'Culture' is a liberally used term. We read about a 'culture of greed' in the City, or a 'culture of secrecy' in Parliament. When you turn on Radio 1, or read about Miley Cyrus's latest controversy, you buy into pop culture. On the whole it's a seemingly innocuous word, one we all feel comfortable with. Or at least, it was, until I began reading about the rise of another culture - 'rape culture'.
The Guardian recently published an article titled 'Rape culture at university needs urgent action' which opened with the author, a Cambridge fresher, describing various dreadful incidents her friends had experienced at university, namely drink spiking, sexual assault, and most tragically, rape. So far, so fair.
Yet the article then went on to claim that swaps (alcohol fuelled social engagements wherein two drinking societies meet to have dinner and don fancy dress) are "part of a rape culture which leads boys to see women primarily as objects for their sexual satisfaction." Her evidence for this? An invitation to a swap with the theme 'what were you wearing when the police raided the brothel?' and the profusion of alcohol at said events which allegedly makes women "sexually vulnerable", coupled with the admission of one male friend that swaps "are a bit rapey".
There are several points to be addressed. Firstly, what exactly is 'rape culture'? The dictionary definition of culture is "the ideas, customs, and social behaviour of a particular people or society". Add the prefix 'rape', and it would seem that the particular group of people being addressed are rapists. Their collective 'social behaviour' is that they rape people. That is their common link. If you have never raped someone, then you are not a rapist, and therefore you are not part of a rape culture. Casual misogyny, objectification of women, sexist swap themes; all are issues which do need to be addressed, but none are comparable to rape.
Rape destroys people's lives. It leaves victims traumatised, emotionally and often physically scarred for years. It is one of the most reprehensible crimes which can be committed and tragically, not enough perpetrators are convicted. Maintaining offence at a light hearted swap theme is not grounds to claim that those organising said swap are perpetuating a 'rape culture', and it is this kind of unthinking hyperbole, this faux feminism, which repeatedly sets back the achievements of the women's lib movement.
Secondly, within her argument lies the assumption that the often sexually charged behaviour on swaps is entirely male dominated, an assumption which is simply not true.
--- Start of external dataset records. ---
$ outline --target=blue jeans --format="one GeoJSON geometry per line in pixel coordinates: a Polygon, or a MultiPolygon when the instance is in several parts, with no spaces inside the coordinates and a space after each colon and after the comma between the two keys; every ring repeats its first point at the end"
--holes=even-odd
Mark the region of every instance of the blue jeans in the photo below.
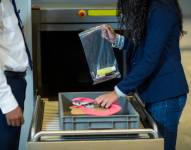
{"type": "MultiPolygon", "coordinates": [[[[26,90],[25,79],[7,77],[7,83],[23,110],[26,90]]],[[[8,126],[5,115],[0,112],[0,150],[18,150],[20,130],[21,127],[8,126]]]]}
{"type": "Polygon", "coordinates": [[[175,150],[179,119],[186,103],[186,95],[146,104],[148,112],[164,138],[164,149],[175,150]]]}

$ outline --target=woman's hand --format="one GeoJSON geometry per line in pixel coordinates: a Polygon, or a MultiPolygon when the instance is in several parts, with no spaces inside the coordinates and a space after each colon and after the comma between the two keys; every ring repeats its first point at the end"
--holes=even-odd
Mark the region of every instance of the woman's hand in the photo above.
{"type": "Polygon", "coordinates": [[[117,101],[118,95],[115,93],[115,91],[101,95],[95,99],[95,103],[104,108],[109,108],[114,102],[117,101]]]}
{"type": "Polygon", "coordinates": [[[116,39],[116,33],[110,25],[102,25],[102,37],[108,40],[110,43],[114,43],[116,39]]]}

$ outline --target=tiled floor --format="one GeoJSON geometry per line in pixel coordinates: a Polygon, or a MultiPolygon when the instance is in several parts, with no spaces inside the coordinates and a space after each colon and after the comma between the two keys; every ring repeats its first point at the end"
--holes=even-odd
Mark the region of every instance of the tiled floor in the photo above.
{"type": "Polygon", "coordinates": [[[191,19],[184,20],[184,30],[188,32],[181,40],[182,63],[190,87],[187,104],[180,119],[177,150],[191,150],[191,19]]]}

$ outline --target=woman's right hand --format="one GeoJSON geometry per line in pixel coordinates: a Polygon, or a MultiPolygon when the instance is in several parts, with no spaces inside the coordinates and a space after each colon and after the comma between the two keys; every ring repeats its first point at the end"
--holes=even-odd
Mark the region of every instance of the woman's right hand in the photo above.
{"type": "Polygon", "coordinates": [[[108,40],[110,43],[115,43],[116,33],[110,25],[102,25],[102,37],[108,40]]]}

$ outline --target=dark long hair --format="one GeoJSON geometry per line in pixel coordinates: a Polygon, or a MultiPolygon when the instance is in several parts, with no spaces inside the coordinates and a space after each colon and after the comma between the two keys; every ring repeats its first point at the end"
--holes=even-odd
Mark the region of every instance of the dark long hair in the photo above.
{"type": "MultiPolygon", "coordinates": [[[[145,37],[150,1],[154,0],[118,0],[120,28],[124,35],[136,44],[145,37]]],[[[183,35],[182,12],[177,0],[155,0],[176,10],[183,35]]]]}

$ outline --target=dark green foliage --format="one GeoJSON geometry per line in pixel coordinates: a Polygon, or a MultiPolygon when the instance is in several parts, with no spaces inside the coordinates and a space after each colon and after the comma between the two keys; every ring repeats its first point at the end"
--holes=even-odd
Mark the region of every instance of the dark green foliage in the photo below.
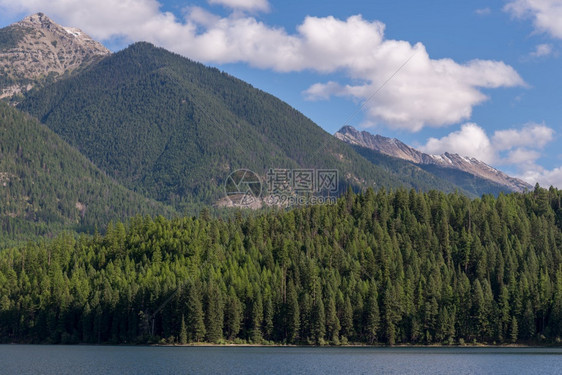
{"type": "Polygon", "coordinates": [[[0,102],[0,247],[173,212],[120,186],[46,126],[0,102]]]}
{"type": "Polygon", "coordinates": [[[4,342],[554,343],[562,192],[348,192],[0,252],[4,342]],[[179,293],[176,293],[180,290],[179,293]],[[144,312],[156,311],[154,337],[144,312]]]}

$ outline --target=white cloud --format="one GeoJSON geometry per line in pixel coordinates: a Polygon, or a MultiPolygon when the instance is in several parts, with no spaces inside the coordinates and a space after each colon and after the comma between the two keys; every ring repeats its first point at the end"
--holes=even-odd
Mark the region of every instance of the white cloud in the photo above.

The author writes that the brothel inspired swap theme was "part of a wider culture that teaches girls to be sexual in accordance to men's desires, but shames them if they explore their own sexuality", yet by automatically assigning said girls the role of victim within a swap context, she is effectively denying them of their agency as sexual beings.
I have plenty of girl friends who have sat there cheering on boys as they perform drunken strip teases. I've witnessed hordes of inebriated females coerce their male counterparts into spanking or kissing each other in a seedy curry establishment. The post swap debrief, conducted at lunch the next day with a raging hangover, is a staple conversation for all my friends; we openly discuss who was the schweffiest character, it they got any action, what their 'success rate' was; does this mean I'm perpetuating a rape culture? The short answer is no.
The long answer is also no. If you say "no, but there was an atmosphere of rape", or "no, but it all got a bit rapey when someone suggested playing Good Pants/Bad Pants" then you are effectively undermining the gravity of what rape actually is.
To the author of the original article - I am sorry if you felt at all objectified by the theme of the swap, and if that made you uncomfortable. I understand that having friends who have been exposed to sexual crimes is bound to make you more sensitive to any sexist remarks. To claim that swaps are part of 'rape culture', however, is to take your argument a step too far. I once set a swap theme of 'Sluts and Lobsters' - am I part of an insidious rape culture?
If someone suggests you dress provocatively for a night out, then tweet Everyday Sexism. Refuse to play along. But don't call it 'rape-culture' - it's not right.